今回は、この本から得た知的生産術のヒントを3つの視点からご紹介します。
エリック・ホッファーの知的生産術:言葉の錬金術
ホッファーは、独自の知的生産術を確立していました。
それは、まるで錬金術のように、日々の思考を言葉という黄金に変えるプロセスです。
① 思考の種をまく
まず、読書や経験から得た重要な言葉や考えを、カードに書き留めます。まるで、畑に種をまくように、思考の種を散りばめていくのです。
② 思考を深める
次に、これらのカードを参考に、日記に自分の考えを書き出します。種をまいた畑に水をやり、肥料を与えるように、思考を深めていきます。
③ 真理を引き出す
長い時間をかけて、考えを熟成・凝縮し、50~200語ほどの格言にまとめます。まるで、錬金術師が鉛を金に変えるように、平凡な言葉から普遍的な真理を引き出します。
④ 一度寝かせて洗練
1つのテーマについて「格言集」ができあがったら、別のテーマに移り、同じプロセスを繰り返します。そして、時が経ってから、これらの格言に肉付けし、エッセイに発展。そして、そのエッセイを本としてまとめます。
(本書p.212の訳者の解説を参考にしました。)
1つの格言は日本語だと75~400語程度
ホッファーが言う格言の1つの長さは、英語で50~200単語。
一般的に、英語の1単語は、日本語の1.5~2語に相当すると考えられています。
ですので日本語に置き換えると、およそ75~400語程度。
これは、SNSの投稿にちょうど良い長さと言えるでしょう。
𝕏の1つのポストが140文字ですから、1つの格言は、1~3つのポストにまとめればよいことになります。
アフォリズムの魅力
本書には、思わず考えさせられるようなアフォリズムが475個も収められています。
たとえば、「人生の秘訣で最善のものは、優雅に年をとる方法を知ることである。(p.102)」という一節は、老いをどのように捉えるべきか、ぼくたちに問いかけます。
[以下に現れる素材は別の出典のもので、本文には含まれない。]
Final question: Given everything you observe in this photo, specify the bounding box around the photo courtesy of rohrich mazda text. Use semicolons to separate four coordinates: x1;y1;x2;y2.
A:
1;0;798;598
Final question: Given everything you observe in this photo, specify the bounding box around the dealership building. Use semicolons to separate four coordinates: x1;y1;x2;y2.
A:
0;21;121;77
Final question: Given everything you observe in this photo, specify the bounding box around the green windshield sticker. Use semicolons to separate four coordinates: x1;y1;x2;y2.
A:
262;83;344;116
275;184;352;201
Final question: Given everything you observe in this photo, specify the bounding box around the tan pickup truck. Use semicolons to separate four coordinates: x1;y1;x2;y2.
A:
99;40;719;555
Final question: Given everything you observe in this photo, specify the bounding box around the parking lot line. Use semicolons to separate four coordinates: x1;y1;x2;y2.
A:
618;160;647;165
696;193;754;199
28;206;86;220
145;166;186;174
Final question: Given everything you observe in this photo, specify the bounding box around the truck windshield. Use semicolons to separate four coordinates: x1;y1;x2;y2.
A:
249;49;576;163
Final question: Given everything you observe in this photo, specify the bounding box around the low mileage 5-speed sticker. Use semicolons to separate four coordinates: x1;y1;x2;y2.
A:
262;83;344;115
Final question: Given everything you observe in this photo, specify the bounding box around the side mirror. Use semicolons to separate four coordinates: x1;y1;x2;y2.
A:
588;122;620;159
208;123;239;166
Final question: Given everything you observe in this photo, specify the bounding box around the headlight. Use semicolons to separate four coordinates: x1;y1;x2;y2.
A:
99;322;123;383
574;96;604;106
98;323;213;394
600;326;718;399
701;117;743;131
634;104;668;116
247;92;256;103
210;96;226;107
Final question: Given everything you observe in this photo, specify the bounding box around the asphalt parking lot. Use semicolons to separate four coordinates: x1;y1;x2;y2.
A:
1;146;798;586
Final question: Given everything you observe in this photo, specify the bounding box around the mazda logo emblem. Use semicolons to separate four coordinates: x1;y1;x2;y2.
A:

また、「われわれはおそらく自分を支持してくれる者より、自分が支持する者により大きな愛情を抱くだろう。われわれにとっては、自己利益よりも虚栄心のほうがはるかに重要なのだ。(p.91)」という言葉は、人間の心理の奥深さを浮き彫りにしています。
これらの言葉は、まるで鏡のように、ぼくたちの心の奥底を映し出してくれます。
個人的には、現状、ニーチェの『愉しい学問』、シオランの『生誕の災厄』、ヴィトゲンシュタインの『反哲学的断章』がアフォリズムトップ3です。
しかし、時間をかけるにつれて、本作がトップ3に食い込みそうな予感がしています。
まとめ
『魂の錬金術』は、単なる格言集ではありません。
それは、ホッファーが生涯をかけて紡ぎ出した、言葉の結晶です。
この本を読むことで、私たちは言葉の力を改めて認識し、自分自身の思考を深めることができるでしょう。
もし、あなたが言葉の力を信じ、思考を深めたいと考えているなら、オススメの一冊です。